How does one determine what the ef comprises of? I know this is preached in the cfa text, but how does one discover the optimal portfolio in real life?

is this a philosophical question?

Mostly through optimization software. The software will basically try out different combinations of assets and gravitate to the balance that maximizes return (or minimizes risk).

Here is a rudimentary excel approach using solver and the basic standard deviation and return formulas. The inputs would be the expected returns, standard deviations and correlations of multiple asset classes. Calculate the optimal portfolio by solving for the highest sharpe ratio portfolio. copy and past the risk/return and weights to each asset. Then (this is tedious) plug in a series of progressively higher target returns. For each return, solve (using solver) for the portfolio that yields the minimum standard deviation for each target return. Copy and paste the weights, return and standard deviation of each portfolio. Then do a graph of the returns of each return and standard deviation (returns in y axis). This is the efficient frontier. To get the optimal portfolio (RF combined with risky assets), use algebra to solve for the allocation to risk free rate and the optimal (max sharpe ratio) risky portfolio if given either a target risk or return. This would look simpler if I could attach a spreadsheet.

Thanks everyone. I’m reading through some PM material for Level 2. The efficient frontier comes up again, and a light bulb goes off in my head; how do we find this out in real life? The step by step is not displayed in the CFAI texts. Bchad, do you have information about some ideal optimization software? If it is not too spendy, I may check it out.

Portfolio Optimization appears in the L3 curriculum, so you’ll see it before you’re done with the exams. If you don’t have too many assets in your portfolio, you can build a slightly clunky optimizer in Excel using solver. You need to know how to handle matrix math in Excel, which, if you know the basics of matrix multiplication, you can pick up in an afternoon. That’s probably the cheapest option. You can optimize a portfolio for a specific risk or return level by telling solver to find the Max return (or min risk). To get the frontier though, you’d need to do some VBA to repeat the process for lots of risk levels or return levels. If you have and know how to use Matlab, it has a basic optimizer function built in to it. It’s been a while since I’ve used it, but like excel, to get the efficient frontier, you have to iterate the optimizer through a bunch of different expected returns to trace out the frontier using a for loop or something.

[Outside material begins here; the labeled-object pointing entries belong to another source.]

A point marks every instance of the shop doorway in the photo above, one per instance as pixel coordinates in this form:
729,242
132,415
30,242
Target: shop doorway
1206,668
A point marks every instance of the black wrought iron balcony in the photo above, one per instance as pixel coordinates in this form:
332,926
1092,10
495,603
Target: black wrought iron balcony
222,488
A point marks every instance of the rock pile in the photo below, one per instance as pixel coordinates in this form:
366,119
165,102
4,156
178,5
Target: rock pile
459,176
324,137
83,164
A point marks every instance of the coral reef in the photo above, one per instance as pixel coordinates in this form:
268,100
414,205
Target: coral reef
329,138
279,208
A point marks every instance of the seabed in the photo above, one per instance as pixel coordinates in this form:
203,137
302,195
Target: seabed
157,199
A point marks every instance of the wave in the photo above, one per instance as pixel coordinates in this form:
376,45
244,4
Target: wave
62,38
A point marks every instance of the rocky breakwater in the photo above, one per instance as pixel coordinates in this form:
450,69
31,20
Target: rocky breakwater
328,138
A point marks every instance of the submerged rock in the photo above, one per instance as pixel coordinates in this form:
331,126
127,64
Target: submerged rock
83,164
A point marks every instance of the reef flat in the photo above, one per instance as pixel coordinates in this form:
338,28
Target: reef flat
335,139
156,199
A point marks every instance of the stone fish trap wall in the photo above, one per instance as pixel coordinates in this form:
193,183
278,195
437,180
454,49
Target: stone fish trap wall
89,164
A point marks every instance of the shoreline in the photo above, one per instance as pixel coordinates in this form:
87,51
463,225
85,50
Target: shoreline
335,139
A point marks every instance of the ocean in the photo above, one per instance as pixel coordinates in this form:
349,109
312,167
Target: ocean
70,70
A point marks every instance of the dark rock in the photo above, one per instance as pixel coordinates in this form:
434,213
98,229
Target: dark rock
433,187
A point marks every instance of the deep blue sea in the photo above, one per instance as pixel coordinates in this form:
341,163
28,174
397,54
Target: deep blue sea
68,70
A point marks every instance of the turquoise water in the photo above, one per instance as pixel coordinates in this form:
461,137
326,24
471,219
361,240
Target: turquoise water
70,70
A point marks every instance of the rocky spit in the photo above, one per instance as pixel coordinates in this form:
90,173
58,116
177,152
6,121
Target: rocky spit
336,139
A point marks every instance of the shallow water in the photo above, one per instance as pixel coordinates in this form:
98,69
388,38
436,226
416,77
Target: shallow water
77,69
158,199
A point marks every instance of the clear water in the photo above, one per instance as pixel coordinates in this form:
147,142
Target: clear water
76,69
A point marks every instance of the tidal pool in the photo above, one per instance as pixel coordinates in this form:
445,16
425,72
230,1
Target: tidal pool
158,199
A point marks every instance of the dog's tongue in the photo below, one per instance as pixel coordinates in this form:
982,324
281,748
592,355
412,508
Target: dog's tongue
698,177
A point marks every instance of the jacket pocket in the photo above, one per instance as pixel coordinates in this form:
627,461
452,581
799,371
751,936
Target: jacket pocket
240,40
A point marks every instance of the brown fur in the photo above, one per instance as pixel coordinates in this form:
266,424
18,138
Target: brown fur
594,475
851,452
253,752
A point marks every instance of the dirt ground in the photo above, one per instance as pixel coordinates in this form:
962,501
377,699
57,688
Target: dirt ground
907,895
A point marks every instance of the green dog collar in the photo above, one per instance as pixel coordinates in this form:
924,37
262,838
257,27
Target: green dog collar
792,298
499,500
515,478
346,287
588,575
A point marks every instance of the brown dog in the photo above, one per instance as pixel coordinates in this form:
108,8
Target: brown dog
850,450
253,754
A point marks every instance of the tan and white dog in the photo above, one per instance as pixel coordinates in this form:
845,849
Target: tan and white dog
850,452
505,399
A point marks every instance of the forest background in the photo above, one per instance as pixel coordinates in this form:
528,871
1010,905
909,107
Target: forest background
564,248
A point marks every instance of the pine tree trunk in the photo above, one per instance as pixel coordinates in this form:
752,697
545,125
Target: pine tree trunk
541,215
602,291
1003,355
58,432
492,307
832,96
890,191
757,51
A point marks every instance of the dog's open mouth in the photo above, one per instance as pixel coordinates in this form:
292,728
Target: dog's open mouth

I usually found the minimum variance portfolio, and then incremented the risk by some small amount each iteration. You can also do a google search for excel optimizer. I actually did something like this just last weekend and found the Hoadley Portfolio Optimizer, written by this guy in Australia. Look it up if you are interested. Cost is around $100 US, depending on the exchange rate. I haven’t tried it, but have been considering giving the demo a spin. BTW, there are a bunch of problems with using the simple Markowitz efficient frontier. The main problem is that it only works if you know the true expected returns and true risk and true correlations of assets. In practice, you have to estimate them from historical data, some kind of model, or dead reckoning. It turns out that the little errors that can crop up in estimation can have a big effect on the composition of the efficient portfolio, and it can make the portfolio highly concentrated when perhaps it shouldn’t be (because you don’t have fully accurate inputs). Level 3 talks about a few ways people try to deal with that issue, and there is a whole field of research in finance called “Robust Optimization” that tries to deal with the problem of how to optimize when you only have estimates of expected return, rather than true knowledge of what the expected return is.

Try out the software “VisualMVO” from effisols dot com. I spent a day or two last year trying out all the mean/variance optimizers I could get my hands on and this one is by far the best. It uses some sort of quadratic algebra to determine the frontier (instead of trial & error, as is the standard method) so it’s very fast. The free trial version lets you play with a few assets. I found an annoying format related bug when trying to feed it returns from excel but the tech support is good.

Hey KJH, what do you like about VisualMVO versus the others you tried? Did you do the regular or the plus version?

Bump - Interested in learning more about VisualMVO

Visual MVO rocks! Instead of having some software program create zillions and zillions of portfolio combinations, this program creates an efficient frontier using some sort of fancy math I don’t understand. Apparently, I cannot think in abstract mathematical concepts. Whatever, the result is it is fast and allows you to quickly tinker with expected returns, positions limits, and time frames of your data. I use the software in context of a long/short portfolio so that I can see what kind of volatility to expect and so I don’t accidentally weight positions the wrong way. In other words, so I don’t load up on the long side with financials vs. a short position that is just the broad market (that’s an extreme example). If I didn’t have this software I would wonder about how various positions were correlated and if I’m taking unnecessary risk.